# Charter Recommendations in Maine (Bar Harbor or Thereabouts)



## Bob Asher (Jul 30, 2015)

Non-sailing buddy has a cabin in Bar Harbor, Maine they go to every year around the first of August. Suggested wife and I come up and charter a sailboat. I've been checking on a couple options, but would love any further advice.
The original plan was for wife and I to hitch a ride with buddy up from BOS and have him drop us off at charter marina and then the two of us sail up and meet them in Bar Harbor. Buck's Harbor Marina is one option. The boats are pretty expensive for a whole week.
Another plan would be for wife and I to rent our own car,o charter one boat from one place for 2-3 days, then drive up to Bar Harbor and crash at the cabin for a bit, then go off and rent another boat somewhere else. Maybe rent a small daysailor for a day somewhere... Sail several different boats at different locations.

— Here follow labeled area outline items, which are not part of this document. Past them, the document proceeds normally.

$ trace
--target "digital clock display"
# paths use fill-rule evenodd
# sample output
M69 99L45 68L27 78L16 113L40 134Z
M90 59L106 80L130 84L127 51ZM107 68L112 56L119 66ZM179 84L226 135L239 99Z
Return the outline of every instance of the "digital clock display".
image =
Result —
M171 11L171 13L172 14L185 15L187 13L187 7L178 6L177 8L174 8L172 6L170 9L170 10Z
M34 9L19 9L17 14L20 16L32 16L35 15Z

Anybody got a good game plan for that area of the country? I have ZERO travel experience in Maine. A fair bit of charter experience in the BVIs.

Thanks!


----------



## capta (Jun 27, 2011)

Sorry, but I have to ask. If he suggested you charter a boat could it be because he'd rather you stayed aboard than in the cabin?
I'm not being an a**, it's just how I kinda took the post????


----------